Richard LECOUFFE

Avocat depuis plus de 40 ans, Richard LeCouffe est diplômé d’une licence en droit (LL.L.) de l’Université de Montréal en 1974. Il est membre du Barreau du Québec depuis 1976.

Me LeCouffe a surtout œuvré dans les domaines du droit de l’emploi et du travail, et du droit administratif. Il a plaidé devant divers arbitres de griefs et tribunaux administratifs du Québec, en plus d’agir comme porte-parole lors de nombreuses négociations de conventions collectives.

Il a également rédigé plusieurs articles se rapportant à la copropriété divise, en plus de collaborer à la rédaction de divers ouvrages, mémoires et textes de conférences en la matière.

Me LeCouffe agit comme conseil au sein du cabinet de Grandpré Joli-Cœur.

La modération a bien meilleur goût…

sapin-dans-la-neige11 décembre 2014- C’est déjà la fin de l’année, la période des « partys de Noël » et autres sorties organisées pour vos employés. Or, sachez qu’en tant qu’employeur, les responsabilités d’un syndicat de copropriété ne disparaissent pas, même en de telles occasions. Vous pourriez devoir assumer les coûts d’indemnisation d’un accident de travail survenu pendant ces activités festives, tout comme vous pourriez devoir sanctionner des comportements inacceptables ou répréhensibles.

 

 

Accidents de travail

Même lors d’un « party de Noël » ou un repas au restaurant organisé pour vos employés, une blessure subie par un de ceux-ci pourrait, selon les circonstances, être considérée comme étant survenue « à l’occasion du travail » et, de ce fait, indemnisable en vertu de la Loi sur les accidents du travail et les maladies professionnelles.

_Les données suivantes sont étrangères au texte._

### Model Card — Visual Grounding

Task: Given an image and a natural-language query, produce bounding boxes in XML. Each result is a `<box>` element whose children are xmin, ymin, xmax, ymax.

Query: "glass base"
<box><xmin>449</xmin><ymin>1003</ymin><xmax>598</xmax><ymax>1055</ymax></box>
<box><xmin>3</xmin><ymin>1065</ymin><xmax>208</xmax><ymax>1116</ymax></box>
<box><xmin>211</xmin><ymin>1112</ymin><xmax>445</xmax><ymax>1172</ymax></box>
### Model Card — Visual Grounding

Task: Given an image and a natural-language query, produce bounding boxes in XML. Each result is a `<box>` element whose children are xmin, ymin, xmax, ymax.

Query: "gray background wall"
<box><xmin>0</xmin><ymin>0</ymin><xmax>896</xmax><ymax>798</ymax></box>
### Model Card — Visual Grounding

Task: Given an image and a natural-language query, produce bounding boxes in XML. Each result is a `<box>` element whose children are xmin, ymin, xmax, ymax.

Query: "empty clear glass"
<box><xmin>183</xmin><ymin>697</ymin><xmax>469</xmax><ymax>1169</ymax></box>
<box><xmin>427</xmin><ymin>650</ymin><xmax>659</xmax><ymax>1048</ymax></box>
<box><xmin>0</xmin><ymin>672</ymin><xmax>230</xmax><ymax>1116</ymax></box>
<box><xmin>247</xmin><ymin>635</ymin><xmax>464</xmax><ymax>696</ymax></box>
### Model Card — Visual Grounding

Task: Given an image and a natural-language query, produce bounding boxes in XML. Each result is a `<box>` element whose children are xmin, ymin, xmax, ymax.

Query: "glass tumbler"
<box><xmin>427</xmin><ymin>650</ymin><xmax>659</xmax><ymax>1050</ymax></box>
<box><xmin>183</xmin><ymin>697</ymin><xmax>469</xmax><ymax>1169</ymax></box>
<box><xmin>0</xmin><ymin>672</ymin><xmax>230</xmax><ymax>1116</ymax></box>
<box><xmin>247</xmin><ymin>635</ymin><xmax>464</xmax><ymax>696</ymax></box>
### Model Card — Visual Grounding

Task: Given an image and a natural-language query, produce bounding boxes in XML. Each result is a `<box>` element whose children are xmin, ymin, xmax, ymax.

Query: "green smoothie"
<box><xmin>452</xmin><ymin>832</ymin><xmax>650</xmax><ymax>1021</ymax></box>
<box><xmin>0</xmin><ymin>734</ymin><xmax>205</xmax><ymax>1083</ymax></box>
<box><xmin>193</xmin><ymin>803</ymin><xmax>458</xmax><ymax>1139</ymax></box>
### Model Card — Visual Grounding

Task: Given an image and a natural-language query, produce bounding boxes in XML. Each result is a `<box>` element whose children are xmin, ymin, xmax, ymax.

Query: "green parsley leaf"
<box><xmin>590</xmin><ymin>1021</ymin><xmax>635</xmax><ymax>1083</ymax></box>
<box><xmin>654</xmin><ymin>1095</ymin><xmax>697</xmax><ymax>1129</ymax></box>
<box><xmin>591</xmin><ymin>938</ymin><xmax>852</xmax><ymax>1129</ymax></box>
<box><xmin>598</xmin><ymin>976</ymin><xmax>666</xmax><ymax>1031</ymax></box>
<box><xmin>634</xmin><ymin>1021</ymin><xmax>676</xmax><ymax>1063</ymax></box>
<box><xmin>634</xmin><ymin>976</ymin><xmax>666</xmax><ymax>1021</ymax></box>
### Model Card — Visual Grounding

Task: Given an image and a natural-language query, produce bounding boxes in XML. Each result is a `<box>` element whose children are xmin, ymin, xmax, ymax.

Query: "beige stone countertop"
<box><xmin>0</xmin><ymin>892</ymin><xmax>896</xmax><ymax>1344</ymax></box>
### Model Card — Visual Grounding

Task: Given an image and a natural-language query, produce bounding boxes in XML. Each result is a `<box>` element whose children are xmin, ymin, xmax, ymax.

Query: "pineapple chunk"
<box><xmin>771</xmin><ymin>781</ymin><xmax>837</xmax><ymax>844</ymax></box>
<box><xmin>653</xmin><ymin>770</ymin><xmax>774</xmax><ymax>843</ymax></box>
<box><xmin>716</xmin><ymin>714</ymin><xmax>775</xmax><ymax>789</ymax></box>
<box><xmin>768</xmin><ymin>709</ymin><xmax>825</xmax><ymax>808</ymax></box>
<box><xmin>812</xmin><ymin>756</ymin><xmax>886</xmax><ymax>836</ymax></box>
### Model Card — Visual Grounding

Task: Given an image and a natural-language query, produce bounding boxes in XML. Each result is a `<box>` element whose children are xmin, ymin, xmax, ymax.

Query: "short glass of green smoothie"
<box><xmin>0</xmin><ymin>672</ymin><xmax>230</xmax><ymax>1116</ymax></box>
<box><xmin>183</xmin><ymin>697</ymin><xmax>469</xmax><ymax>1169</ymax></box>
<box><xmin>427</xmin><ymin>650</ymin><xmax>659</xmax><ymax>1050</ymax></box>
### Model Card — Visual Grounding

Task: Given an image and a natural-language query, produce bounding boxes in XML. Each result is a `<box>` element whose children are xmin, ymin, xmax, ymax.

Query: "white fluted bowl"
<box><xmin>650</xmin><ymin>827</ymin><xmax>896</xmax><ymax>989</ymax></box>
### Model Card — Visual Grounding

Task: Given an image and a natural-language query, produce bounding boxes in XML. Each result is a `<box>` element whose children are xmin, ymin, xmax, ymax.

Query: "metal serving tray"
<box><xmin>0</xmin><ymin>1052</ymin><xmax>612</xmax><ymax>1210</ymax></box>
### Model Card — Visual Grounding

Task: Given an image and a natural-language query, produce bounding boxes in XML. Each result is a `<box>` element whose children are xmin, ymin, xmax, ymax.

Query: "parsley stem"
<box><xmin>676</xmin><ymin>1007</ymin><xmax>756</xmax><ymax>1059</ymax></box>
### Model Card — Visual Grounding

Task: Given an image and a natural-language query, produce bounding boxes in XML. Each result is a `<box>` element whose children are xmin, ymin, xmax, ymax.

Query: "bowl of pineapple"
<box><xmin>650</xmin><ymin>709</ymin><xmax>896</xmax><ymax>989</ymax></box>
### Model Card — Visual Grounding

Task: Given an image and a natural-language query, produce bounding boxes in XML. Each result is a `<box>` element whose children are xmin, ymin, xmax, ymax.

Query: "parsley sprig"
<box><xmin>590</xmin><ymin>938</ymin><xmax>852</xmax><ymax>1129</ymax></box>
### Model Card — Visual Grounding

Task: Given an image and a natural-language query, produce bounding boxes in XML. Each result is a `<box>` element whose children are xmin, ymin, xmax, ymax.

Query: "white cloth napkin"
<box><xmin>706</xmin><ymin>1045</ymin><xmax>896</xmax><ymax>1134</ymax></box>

Certes, chaque cas en est un d’espèce et les faits reliés à l’accident importent pour conclure à l’application de la loi. Ainsi, une activité purement personnelle lors de la fête ou une négligence grossière du travailleur pourrait faire en sorte que sa réclamation à la CSST soit rejetée. Toutefois, on peut généralement avancer que si l’activité a été organisée et financée par l’employeur, si elle vise notamment à mousser l’esprit d’équipe ou à améliorer le climat de travail, si elle implique la présence du personnel cadre ou en situation d’autorité, les chances sont grandes qu’un accident de travail subi par un de vos employés soit couvert par la loi.

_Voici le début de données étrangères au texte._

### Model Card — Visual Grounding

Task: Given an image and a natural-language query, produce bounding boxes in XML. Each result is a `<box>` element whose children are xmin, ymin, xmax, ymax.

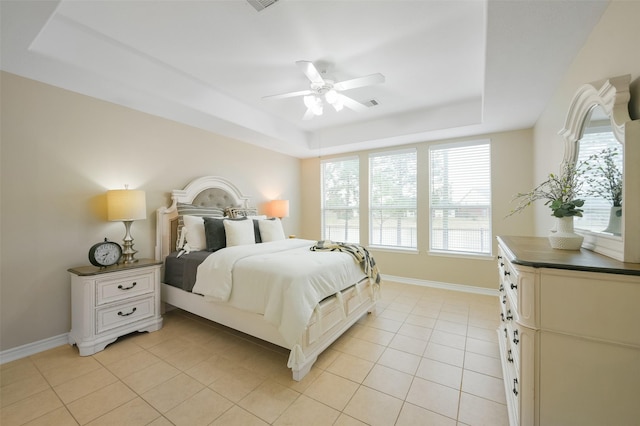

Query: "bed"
<box><xmin>155</xmin><ymin>176</ymin><xmax>379</xmax><ymax>381</ymax></box>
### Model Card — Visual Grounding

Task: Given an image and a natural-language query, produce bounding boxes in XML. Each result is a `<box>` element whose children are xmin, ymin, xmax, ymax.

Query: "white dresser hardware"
<box><xmin>69</xmin><ymin>259</ymin><xmax>162</xmax><ymax>356</ymax></box>
<box><xmin>498</xmin><ymin>237</ymin><xmax>640</xmax><ymax>426</ymax></box>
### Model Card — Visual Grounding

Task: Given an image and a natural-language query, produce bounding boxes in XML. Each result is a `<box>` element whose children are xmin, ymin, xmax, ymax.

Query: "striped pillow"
<box><xmin>224</xmin><ymin>207</ymin><xmax>258</xmax><ymax>219</ymax></box>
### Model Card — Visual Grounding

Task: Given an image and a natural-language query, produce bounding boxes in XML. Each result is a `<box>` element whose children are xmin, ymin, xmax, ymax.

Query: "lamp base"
<box><xmin>120</xmin><ymin>220</ymin><xmax>138</xmax><ymax>264</ymax></box>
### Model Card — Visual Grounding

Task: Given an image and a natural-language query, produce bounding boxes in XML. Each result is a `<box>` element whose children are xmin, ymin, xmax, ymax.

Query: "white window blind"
<box><xmin>369</xmin><ymin>149</ymin><xmax>417</xmax><ymax>249</ymax></box>
<box><xmin>429</xmin><ymin>142</ymin><xmax>492</xmax><ymax>254</ymax></box>
<box><xmin>321</xmin><ymin>157</ymin><xmax>360</xmax><ymax>244</ymax></box>
<box><xmin>574</xmin><ymin>126</ymin><xmax>623</xmax><ymax>231</ymax></box>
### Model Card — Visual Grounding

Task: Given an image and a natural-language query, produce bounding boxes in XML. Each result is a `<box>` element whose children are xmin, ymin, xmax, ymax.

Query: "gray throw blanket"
<box><xmin>310</xmin><ymin>240</ymin><xmax>380</xmax><ymax>284</ymax></box>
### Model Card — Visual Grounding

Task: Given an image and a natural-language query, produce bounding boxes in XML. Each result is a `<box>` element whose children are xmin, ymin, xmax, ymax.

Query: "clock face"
<box><xmin>89</xmin><ymin>241</ymin><xmax>122</xmax><ymax>266</ymax></box>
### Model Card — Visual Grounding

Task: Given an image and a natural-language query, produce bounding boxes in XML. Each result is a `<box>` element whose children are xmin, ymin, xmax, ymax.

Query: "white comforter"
<box><xmin>193</xmin><ymin>239</ymin><xmax>365</xmax><ymax>347</ymax></box>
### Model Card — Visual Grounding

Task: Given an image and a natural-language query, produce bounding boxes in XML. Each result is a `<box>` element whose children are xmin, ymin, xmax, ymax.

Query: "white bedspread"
<box><xmin>193</xmin><ymin>239</ymin><xmax>365</xmax><ymax>347</ymax></box>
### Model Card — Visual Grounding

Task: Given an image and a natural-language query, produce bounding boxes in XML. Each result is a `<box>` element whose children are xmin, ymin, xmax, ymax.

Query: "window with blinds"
<box><xmin>429</xmin><ymin>141</ymin><xmax>492</xmax><ymax>254</ymax></box>
<box><xmin>574</xmin><ymin>124</ymin><xmax>623</xmax><ymax>231</ymax></box>
<box><xmin>369</xmin><ymin>149</ymin><xmax>418</xmax><ymax>249</ymax></box>
<box><xmin>321</xmin><ymin>157</ymin><xmax>360</xmax><ymax>244</ymax></box>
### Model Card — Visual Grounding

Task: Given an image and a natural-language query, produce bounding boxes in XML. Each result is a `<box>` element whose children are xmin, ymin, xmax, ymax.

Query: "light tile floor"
<box><xmin>0</xmin><ymin>283</ymin><xmax>508</xmax><ymax>426</ymax></box>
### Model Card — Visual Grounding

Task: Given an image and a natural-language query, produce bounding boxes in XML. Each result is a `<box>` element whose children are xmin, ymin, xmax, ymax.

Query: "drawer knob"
<box><xmin>118</xmin><ymin>281</ymin><xmax>138</xmax><ymax>290</ymax></box>
<box><xmin>118</xmin><ymin>307</ymin><xmax>137</xmax><ymax>317</ymax></box>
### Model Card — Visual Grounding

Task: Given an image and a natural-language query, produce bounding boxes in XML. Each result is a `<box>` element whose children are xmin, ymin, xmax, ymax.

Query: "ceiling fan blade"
<box><xmin>302</xmin><ymin>108</ymin><xmax>315</xmax><ymax>120</ymax></box>
<box><xmin>296</xmin><ymin>61</ymin><xmax>325</xmax><ymax>85</ymax></box>
<box><xmin>262</xmin><ymin>90</ymin><xmax>314</xmax><ymax>99</ymax></box>
<box><xmin>333</xmin><ymin>73</ymin><xmax>384</xmax><ymax>90</ymax></box>
<box><xmin>338</xmin><ymin>93</ymin><xmax>367</xmax><ymax>112</ymax></box>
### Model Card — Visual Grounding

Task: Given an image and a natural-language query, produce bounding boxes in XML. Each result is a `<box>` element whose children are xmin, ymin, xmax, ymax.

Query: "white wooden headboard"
<box><xmin>155</xmin><ymin>176</ymin><xmax>249</xmax><ymax>261</ymax></box>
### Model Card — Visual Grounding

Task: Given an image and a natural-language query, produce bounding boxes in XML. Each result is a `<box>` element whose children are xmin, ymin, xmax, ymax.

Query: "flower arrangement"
<box><xmin>509</xmin><ymin>162</ymin><xmax>588</xmax><ymax>217</ymax></box>
<box><xmin>586</xmin><ymin>148</ymin><xmax>622</xmax><ymax>207</ymax></box>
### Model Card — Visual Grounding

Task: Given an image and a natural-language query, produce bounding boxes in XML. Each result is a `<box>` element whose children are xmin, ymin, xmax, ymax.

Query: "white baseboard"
<box><xmin>0</xmin><ymin>274</ymin><xmax>498</xmax><ymax>364</ymax></box>
<box><xmin>382</xmin><ymin>274</ymin><xmax>498</xmax><ymax>297</ymax></box>
<box><xmin>0</xmin><ymin>333</ymin><xmax>69</xmax><ymax>364</ymax></box>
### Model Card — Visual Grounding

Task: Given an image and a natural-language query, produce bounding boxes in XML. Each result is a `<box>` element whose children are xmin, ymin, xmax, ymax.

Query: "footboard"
<box><xmin>289</xmin><ymin>279</ymin><xmax>376</xmax><ymax>381</ymax></box>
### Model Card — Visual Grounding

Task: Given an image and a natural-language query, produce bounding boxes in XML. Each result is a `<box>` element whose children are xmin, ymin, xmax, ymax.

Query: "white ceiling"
<box><xmin>0</xmin><ymin>0</ymin><xmax>608</xmax><ymax>158</ymax></box>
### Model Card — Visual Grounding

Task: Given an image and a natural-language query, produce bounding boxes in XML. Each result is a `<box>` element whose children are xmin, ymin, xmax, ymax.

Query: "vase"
<box><xmin>602</xmin><ymin>206</ymin><xmax>622</xmax><ymax>235</ymax></box>
<box><xmin>549</xmin><ymin>216</ymin><xmax>584</xmax><ymax>250</ymax></box>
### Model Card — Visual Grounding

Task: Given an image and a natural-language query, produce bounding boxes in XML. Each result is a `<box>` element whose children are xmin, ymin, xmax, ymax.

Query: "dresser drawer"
<box><xmin>96</xmin><ymin>272</ymin><xmax>154</xmax><ymax>306</ymax></box>
<box><xmin>96</xmin><ymin>294</ymin><xmax>155</xmax><ymax>334</ymax></box>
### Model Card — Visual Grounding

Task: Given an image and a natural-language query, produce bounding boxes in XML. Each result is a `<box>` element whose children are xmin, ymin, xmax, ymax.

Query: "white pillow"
<box><xmin>182</xmin><ymin>215</ymin><xmax>207</xmax><ymax>251</ymax></box>
<box><xmin>258</xmin><ymin>218</ymin><xmax>285</xmax><ymax>243</ymax></box>
<box><xmin>224</xmin><ymin>219</ymin><xmax>256</xmax><ymax>247</ymax></box>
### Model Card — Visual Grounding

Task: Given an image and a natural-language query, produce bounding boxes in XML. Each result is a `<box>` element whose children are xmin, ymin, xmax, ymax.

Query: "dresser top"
<box><xmin>67</xmin><ymin>259</ymin><xmax>162</xmax><ymax>277</ymax></box>
<box><xmin>497</xmin><ymin>237</ymin><xmax>640</xmax><ymax>275</ymax></box>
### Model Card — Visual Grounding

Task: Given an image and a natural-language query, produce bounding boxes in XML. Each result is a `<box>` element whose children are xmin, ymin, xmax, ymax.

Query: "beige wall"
<box><xmin>534</xmin><ymin>0</ymin><xmax>640</xmax><ymax>235</ymax></box>
<box><xmin>301</xmin><ymin>130</ymin><xmax>533</xmax><ymax>288</ymax></box>
<box><xmin>0</xmin><ymin>73</ymin><xmax>301</xmax><ymax>350</ymax></box>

Gestes répréhensibles ou déplacés

On serait porté à penser que les agissements de vos employés en dehors des heures de travail relèvent exclusivement de leur vie privée. Or, cela n’est pas entièrement vrai. En effet, bien qu’un employé qui n’est pas « sur ses heures » ou lieux de travail puisse s’attendre à une certaine expectative de vie privée, celle-ci n’est pas absolue, loin de là. Certaines situations, gestes ou paroles pourraient donc mériter, voire même exiger une mesure disciplinaire de votre part.

Citons par exemple l’employé qui, lors de l’activité, fait du grabuge dans le restaurant ou se « vide le cœur » à l’encontre de son supérieur immédiat, que ce soit en l’injuriant vertement ou en l’agressant physiquement. Un tel comportement ne saurait être toléré et doit être sanctionné (indépendamment d’un possible aspect criminel de la chose). Il en serait de même si un employé imbibé « jette son dévolu » sur votre jolie secrétaire ou la serveuse du restaurant et pose certains gestes à connotation sexuelle non-désirés. De tels comportements inadéquats qui sont susceptibles de porter atteinte au climat de travail ou au respect du personnel cadre, ou qui risquent d’entacher la réputation de votre copropriété, doivent être sanctionnés selon leur gravité, même si cela survient en dehors des cadres normaux du travail.

Responsabilité en regard à la consommation d’alcool

Vu ce qui précède, il y a tout lieu d’être prudent en ce qui concerne la consommation d’alcool lors des activités festives de fin d’année. Le « bar open » n’y est pas conseillé ou doit être limité dans le temps, et il faudrait exiger des serveurs qu’ils cessent de réapprovisionner un employé qui en a pris assez. L’utilisation des services de Nez Rouge ou la nomination de chauffeurs désignés sont également recommandés et il faudrait envisager, le cas échéant, la confiscation des clés de voiture à un employé qui a visiblement dépassé sa limite.

En tant qu’employeurs, les syndicats de copropriété ont une obligation générale de protéger la santé, la sécurité et la dignité de leurs employés. Cette obligation peut s’appliquer même en dehors du cadre normal du travail, que ce soit les lieux ou les heures de travail.

Bonne et heureuse année!

Je profite de l’occasion pour souhaiter à vous tous, administrateurs de copropriété, un très joyeux temps des Fêtes et une excellente Nouvelle Année!